The usual government contracted helicopter service comes from Universal, a civilian company.  In these situations, their helicopter would get the job of providing air support.  They couldn’t fly for unspecified reasons.  So, then the provincial authorities called National Defence.

Then check the tick-tock one hour later:

January 30, 2012

10:00

Woodward Aviation's helicopter arrives on scene to volunteer. [RCMP/Vardy] Poor visibility, "It was like a wall...I could not see any landmarks." [Searcher Barry Anderson in helicopter] Woodward helicopter encounters mechanical problems and returns to base. [Edmunds]

This entry puts a helicopter on the scene by 10:00 AM on Jan 30, less than 24 hours after Burton Winters went missing.  Note the reference to poor visibility, a problem that plagued the search efforts, as well as the mechanical problems on the helicopter.

Then 40 minutes later:

January 30, 2012

10:40

RCMP advised Universal Helicopter now able to assist on behalf of Govt Air Services, "precluding a further request to the Canadian Armed Forces [RCMP/Graham]

The Universal helicopter arrived in Makkovik by noon that day, according to the tick-tock.

By that evening, searchers shut down their efforts.  The next day, (January 31), an RCMP fixed-wing aircraft arrived with equipment to help in the search of a spot of open water where searchers had found tracks.

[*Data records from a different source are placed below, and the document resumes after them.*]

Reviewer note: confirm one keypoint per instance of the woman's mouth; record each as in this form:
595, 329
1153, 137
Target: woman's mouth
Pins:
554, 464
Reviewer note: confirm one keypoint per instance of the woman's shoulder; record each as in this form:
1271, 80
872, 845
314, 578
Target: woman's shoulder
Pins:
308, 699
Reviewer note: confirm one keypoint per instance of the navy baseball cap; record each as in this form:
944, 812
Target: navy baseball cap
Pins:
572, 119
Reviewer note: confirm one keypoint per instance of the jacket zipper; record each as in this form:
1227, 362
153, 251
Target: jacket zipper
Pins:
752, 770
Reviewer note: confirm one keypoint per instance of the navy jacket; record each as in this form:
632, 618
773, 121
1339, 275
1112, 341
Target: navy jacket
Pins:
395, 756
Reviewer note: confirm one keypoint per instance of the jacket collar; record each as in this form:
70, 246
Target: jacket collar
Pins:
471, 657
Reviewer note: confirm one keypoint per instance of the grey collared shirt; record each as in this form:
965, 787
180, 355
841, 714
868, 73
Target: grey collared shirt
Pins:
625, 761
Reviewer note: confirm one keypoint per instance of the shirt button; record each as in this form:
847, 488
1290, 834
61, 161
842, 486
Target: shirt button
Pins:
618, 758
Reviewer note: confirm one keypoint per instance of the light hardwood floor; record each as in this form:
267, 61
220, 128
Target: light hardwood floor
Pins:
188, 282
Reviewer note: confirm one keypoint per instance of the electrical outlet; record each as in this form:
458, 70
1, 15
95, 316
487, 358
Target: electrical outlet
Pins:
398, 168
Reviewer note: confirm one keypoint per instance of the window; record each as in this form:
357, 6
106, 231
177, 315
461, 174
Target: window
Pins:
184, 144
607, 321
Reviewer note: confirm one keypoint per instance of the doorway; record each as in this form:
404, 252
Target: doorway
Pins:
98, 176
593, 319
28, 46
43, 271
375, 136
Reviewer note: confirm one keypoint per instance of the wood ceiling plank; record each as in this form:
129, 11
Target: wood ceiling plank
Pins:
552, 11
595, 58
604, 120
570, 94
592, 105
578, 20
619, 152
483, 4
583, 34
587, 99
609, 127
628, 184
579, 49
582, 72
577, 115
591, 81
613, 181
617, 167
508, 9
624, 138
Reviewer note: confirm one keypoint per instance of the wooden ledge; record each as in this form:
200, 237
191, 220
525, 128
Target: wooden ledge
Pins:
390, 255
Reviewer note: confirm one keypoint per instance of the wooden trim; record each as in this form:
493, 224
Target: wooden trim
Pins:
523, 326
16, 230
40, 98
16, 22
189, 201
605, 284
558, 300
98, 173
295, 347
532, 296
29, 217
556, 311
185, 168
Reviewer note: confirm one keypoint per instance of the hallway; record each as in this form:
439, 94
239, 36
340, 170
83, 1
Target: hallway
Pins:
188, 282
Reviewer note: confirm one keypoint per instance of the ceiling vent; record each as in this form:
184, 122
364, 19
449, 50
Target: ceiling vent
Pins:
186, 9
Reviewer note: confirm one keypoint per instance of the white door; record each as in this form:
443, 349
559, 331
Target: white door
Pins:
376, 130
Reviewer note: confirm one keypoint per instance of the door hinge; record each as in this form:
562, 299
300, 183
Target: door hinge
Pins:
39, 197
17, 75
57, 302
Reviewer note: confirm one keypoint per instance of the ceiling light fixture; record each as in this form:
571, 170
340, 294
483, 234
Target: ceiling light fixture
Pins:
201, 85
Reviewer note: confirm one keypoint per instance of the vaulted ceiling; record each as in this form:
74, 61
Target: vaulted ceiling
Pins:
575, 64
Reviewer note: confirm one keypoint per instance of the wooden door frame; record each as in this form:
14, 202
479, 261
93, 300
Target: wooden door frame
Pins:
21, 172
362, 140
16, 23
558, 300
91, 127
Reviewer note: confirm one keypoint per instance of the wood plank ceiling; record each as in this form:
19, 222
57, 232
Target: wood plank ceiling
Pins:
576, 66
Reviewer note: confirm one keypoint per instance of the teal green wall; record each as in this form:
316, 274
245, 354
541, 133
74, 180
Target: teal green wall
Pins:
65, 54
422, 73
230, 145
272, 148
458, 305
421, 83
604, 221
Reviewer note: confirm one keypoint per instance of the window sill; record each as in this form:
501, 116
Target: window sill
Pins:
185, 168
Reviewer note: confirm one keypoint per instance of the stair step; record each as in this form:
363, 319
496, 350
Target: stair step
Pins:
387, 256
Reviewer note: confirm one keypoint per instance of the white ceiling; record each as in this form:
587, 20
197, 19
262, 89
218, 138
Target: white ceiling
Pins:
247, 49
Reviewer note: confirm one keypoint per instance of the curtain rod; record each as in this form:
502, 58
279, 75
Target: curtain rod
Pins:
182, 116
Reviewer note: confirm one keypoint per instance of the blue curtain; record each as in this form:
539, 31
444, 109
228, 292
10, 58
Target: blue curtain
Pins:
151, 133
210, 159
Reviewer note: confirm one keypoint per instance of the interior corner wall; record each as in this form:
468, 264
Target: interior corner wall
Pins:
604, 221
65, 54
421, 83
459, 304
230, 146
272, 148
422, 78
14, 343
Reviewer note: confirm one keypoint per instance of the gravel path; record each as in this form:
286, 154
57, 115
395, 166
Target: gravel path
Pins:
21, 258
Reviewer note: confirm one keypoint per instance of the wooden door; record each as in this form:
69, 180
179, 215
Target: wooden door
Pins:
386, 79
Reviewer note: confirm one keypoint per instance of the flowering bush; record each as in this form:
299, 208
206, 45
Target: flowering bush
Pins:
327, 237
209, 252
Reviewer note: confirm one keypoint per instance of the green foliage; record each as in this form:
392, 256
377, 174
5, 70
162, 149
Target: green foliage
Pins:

Let’s flip back to the CBC story on MacKay’s announcement on Monday:

Under the current protocol, the onus then reverts to the searchers to call the military a second time.

In the Winters case, that didn’t happen until more than 48 hours after the boy was reported missing.

True in the first sentence, misleading in the second. In this case, the search team didn’t need the DND help – by their own judgment – since they had other air assets.  They didn’t call for additional help until the RCMP airplane spotted the snowmobile in an area the searchers couldn’t reach by land later on January 31.

The tick-tock:

January 31, 2012

16:54

FES requests air support from JRCC. A CH-146 Griffon helicopter from Goose Bay joined by Aurora plane stationed in Greenwood NS search through night (both) using "forward-looking infrared equipment" with no further success. [RCMP/Graham] [FES] [JRCC/Gardam] Vardy tells CBC, Aurora was conducting patrols in the St Anthony area.

The search shut down at about 0105 the next morning.  The aircraft had seen tracks but found no signs of the boy.

According to the tick-tock, a Universal helicopter joined the search on February 1.  They continued the air search and found the body, about 10 kilometres as the crow flies, east south east of the snowmobile, and headed away from the community.